Final Report Summary - COACTIVATOR (Regulation of gene expression by transcriptional coactivators)
Our second objective is to address how chromatin regulatory complexes are assembled and whether their assembly can be modulated to control their activities, focusing on the highly conserved SAGA co-activator. Its largest subunit, Tra1, is required for recruiting SAGA to promoters. Tra1 is a member of the PIKK family of kinases, but lacks catalytic residues.

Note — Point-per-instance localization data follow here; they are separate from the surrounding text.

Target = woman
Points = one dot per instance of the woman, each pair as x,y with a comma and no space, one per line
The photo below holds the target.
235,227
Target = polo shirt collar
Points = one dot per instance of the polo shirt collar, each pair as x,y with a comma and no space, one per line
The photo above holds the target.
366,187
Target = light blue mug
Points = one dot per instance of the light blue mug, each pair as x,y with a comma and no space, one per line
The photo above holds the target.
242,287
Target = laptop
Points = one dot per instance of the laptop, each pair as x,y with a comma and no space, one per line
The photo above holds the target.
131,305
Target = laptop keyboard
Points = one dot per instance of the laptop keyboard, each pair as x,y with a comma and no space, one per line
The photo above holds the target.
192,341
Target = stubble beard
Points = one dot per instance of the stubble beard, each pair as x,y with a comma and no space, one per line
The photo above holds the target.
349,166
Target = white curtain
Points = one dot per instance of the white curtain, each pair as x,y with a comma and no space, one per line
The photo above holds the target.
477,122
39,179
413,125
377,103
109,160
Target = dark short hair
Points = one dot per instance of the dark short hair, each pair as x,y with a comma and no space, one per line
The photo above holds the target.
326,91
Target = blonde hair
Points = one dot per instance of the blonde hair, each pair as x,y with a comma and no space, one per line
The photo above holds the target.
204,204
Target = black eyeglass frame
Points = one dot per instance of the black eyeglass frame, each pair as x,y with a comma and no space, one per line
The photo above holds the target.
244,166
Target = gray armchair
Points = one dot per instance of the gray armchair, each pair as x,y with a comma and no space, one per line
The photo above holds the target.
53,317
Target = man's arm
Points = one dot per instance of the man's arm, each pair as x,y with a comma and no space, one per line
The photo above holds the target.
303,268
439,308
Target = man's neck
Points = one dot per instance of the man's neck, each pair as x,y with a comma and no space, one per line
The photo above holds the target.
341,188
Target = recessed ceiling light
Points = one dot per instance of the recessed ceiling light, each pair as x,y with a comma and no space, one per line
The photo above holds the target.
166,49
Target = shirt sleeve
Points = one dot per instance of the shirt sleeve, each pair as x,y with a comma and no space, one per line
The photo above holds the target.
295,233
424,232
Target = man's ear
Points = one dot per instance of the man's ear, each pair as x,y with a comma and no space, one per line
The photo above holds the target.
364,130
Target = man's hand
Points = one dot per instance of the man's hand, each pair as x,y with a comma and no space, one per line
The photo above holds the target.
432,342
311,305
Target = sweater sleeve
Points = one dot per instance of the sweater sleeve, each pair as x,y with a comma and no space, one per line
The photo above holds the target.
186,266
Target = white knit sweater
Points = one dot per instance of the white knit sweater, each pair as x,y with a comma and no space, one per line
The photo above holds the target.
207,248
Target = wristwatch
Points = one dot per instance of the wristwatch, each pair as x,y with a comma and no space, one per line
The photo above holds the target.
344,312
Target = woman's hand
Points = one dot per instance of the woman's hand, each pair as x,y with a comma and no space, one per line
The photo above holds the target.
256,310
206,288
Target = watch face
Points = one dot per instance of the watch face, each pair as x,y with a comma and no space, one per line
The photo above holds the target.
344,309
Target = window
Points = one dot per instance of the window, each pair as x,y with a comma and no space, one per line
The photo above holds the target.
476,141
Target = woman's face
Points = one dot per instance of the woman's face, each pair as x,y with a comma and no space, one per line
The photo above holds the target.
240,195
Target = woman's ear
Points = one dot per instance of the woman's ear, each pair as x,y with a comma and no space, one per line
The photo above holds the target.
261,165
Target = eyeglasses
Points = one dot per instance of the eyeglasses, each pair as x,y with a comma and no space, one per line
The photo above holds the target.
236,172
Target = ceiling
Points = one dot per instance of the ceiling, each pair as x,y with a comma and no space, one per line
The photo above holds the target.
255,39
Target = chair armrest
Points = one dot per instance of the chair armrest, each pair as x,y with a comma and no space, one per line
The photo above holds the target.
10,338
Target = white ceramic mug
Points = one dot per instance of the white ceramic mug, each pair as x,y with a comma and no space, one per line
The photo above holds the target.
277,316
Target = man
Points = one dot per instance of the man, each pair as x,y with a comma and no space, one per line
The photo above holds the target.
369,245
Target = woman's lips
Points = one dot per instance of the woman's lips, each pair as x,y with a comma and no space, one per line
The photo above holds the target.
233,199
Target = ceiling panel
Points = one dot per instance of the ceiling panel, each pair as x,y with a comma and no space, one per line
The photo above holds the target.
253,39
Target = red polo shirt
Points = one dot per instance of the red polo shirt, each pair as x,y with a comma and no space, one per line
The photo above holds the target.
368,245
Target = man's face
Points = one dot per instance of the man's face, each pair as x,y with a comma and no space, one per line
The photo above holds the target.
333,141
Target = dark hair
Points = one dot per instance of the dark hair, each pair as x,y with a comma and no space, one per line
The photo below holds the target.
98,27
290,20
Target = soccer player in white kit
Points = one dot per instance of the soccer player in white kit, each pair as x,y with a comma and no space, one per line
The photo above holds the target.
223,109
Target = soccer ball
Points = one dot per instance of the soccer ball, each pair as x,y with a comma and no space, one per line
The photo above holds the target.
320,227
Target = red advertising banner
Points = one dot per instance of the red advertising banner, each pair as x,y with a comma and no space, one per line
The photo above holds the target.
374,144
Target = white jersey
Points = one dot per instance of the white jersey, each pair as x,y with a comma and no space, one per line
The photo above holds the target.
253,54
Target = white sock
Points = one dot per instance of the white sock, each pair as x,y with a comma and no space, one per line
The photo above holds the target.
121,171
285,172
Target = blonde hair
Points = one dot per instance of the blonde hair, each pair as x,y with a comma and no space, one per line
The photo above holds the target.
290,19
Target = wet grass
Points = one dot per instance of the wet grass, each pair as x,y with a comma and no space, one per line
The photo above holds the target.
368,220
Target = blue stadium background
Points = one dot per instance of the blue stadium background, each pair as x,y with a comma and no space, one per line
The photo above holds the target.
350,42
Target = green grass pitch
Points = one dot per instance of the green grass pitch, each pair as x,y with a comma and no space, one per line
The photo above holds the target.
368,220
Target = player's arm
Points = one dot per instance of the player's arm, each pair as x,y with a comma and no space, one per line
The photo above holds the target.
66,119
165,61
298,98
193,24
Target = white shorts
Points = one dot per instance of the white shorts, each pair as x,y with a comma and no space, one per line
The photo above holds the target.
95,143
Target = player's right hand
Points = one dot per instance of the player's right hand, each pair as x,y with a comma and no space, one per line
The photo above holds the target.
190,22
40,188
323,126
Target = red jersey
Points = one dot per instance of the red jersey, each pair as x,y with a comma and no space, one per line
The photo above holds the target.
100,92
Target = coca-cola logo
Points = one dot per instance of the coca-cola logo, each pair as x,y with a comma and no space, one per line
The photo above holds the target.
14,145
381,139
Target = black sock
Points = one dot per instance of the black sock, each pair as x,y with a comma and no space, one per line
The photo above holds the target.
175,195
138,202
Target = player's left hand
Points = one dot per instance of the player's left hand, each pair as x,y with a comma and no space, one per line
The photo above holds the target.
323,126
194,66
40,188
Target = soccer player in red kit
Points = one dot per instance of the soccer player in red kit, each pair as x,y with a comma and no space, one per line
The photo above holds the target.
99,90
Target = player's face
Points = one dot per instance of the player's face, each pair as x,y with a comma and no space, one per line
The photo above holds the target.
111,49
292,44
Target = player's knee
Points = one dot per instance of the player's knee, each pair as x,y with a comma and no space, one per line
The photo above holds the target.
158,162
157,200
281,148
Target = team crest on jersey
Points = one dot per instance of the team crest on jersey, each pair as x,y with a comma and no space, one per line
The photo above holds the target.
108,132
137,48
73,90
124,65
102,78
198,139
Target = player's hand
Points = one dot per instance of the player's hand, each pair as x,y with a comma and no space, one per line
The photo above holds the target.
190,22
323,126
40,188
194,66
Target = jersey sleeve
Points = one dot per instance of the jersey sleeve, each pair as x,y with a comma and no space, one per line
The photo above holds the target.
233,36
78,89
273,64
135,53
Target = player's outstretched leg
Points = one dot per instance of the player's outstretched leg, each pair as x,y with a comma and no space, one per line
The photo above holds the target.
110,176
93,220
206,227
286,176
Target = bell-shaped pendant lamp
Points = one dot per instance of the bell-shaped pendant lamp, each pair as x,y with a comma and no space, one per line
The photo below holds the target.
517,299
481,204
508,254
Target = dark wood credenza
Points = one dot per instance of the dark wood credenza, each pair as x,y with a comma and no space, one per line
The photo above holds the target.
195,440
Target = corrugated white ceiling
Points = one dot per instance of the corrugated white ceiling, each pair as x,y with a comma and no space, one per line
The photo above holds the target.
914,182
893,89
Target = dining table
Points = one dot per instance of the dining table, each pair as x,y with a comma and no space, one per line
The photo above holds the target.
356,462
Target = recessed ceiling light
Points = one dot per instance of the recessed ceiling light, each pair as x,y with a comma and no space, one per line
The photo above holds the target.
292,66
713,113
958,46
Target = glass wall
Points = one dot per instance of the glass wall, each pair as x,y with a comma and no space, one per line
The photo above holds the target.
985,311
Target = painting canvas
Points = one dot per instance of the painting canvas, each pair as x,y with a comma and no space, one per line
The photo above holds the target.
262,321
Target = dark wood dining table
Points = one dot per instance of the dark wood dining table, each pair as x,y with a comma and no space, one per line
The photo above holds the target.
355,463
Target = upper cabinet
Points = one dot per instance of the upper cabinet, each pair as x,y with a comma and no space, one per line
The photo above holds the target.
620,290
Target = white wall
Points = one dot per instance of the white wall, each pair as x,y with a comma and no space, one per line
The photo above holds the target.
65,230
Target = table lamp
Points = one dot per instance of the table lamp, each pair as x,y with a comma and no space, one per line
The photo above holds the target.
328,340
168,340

Recent work has established that PIKKs are activated by a novel chaperone, TTT. We accumulated biochemical and functional evidence that Tra1, although a pseudo-kinase, is assembled into SAGA by TTT. We identified key residues within SAGA and Tra1 that mediate their interaction and the domain of Tra1 which is recognized by TTT for its folding. Interestingly, this domain is conserved between all PIKKs, suggesting a shared molecular mechanism of assembly. Finally, we showed that TTT recognizes nascent, unfolded PIKKs, to catalyze their folding and incorporation into active complexes.
In conclusion, our work has uncovered a previously unknown mechanism for the regulation of transcription by signaling pathways and strengthen an emerging concept in the field of signal transduction and gene regulation, which is that specific chaperones control the assembly of multi-protein complexes to coordinate their activities.